« Vos restaurants préférés, livrés chez vous en un clic » ; « Votre coiffeur chez vous en deux clics » ; « Avec Uber, rejoignez votre destination en un clic » : les annonces promettant à des consommateurs de bénéficier d’un service à la demande fleurissent sur Internet depuis quelques années. Dans de nombreux secteurs, des entreprises comme Uber (transport), Deliveroo (livraison de repas) ou encore MyMentor (soutien scolaire) se proposent de « mettre en relation » par le biais d’une interface numérique des clients et des prestataires indépendants. Pour qualifier les activités de ces sociétés, le terme « ubérisation » est fréquemment employé. Dérivé des pratiques de l’entreprise de transports Uber, il est entré en 2017 dans le dictionnaire Le Robert pour désigner le fait de « déstabiliser et transformer (une entreprise, un secteur d’activité) avec un modèle économique innovant tirant parti des nouvelles technologies ».
Cette définition suggère que le modèle de ces entreprises introduirait une rupture importante d’ordre technologique. Pourtant, c’est davantage le statut d’emploi et les conditions de travail des travailleurs de ces plateformes qui ont attiré l’attention. Ces dernières ont en effet massivement recours à des travailleurs juridiquement indépendants mais dont les comportements sont encadrés – plus ou moins selon les plateformes – par des outils numériques. Souvent mal rémunérés, ces travailleurs ne bénéficient pas de certains droits associés au salariat, comme l’accès au chômage ou aux congés payés, et sont moins bien protégés en cas d’accident du travail.

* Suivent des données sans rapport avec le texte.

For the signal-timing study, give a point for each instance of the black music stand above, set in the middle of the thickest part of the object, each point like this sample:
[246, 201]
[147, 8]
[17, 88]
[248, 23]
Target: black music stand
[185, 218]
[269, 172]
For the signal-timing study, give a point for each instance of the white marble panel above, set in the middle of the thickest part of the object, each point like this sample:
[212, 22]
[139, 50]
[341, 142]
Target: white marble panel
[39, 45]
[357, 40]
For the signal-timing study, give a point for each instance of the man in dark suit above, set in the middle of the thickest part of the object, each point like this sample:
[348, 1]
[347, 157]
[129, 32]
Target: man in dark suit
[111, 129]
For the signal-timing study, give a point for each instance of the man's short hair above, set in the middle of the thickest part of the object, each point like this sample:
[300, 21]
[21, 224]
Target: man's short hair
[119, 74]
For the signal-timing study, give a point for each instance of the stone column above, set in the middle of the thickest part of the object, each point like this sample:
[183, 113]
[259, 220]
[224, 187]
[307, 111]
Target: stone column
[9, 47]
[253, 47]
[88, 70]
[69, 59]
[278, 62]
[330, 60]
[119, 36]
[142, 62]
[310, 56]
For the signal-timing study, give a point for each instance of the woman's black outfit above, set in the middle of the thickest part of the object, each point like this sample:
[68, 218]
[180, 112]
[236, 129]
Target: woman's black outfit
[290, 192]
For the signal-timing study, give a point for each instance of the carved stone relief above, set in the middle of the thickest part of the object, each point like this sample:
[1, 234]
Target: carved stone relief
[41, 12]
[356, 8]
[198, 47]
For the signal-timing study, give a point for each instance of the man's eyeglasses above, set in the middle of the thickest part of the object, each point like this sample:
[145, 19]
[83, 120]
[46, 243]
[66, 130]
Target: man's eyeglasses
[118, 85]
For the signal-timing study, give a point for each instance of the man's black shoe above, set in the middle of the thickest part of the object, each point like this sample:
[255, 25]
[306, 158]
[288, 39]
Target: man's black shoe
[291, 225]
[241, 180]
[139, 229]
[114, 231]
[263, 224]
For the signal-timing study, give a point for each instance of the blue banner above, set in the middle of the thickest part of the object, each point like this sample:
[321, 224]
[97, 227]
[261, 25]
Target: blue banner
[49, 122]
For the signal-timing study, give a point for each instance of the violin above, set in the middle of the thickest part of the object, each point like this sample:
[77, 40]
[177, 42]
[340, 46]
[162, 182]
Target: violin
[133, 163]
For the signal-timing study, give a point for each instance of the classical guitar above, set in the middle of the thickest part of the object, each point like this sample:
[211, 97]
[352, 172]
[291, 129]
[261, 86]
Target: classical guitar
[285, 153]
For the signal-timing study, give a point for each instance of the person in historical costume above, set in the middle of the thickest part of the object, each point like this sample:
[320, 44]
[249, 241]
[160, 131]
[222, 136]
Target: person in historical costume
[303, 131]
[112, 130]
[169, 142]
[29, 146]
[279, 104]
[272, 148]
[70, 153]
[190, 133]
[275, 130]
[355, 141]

En quoi le modèle introduit par ces entreprises est-il nouveau ? Le salariat est-il en danger ? Quel avenir pour les plateformes numériques et leurs travailleurs ?
Un retour au 19e siècle ?
Si les plateformes numériques ont recours à des technologies récentes, l’organisation du travail sur laquelle elles s’appuient s’inscrit dans le prolongement d’un mouvement de déstabilisation du salariat stable engagé depuis les années 1970 dans les pays occidentaux.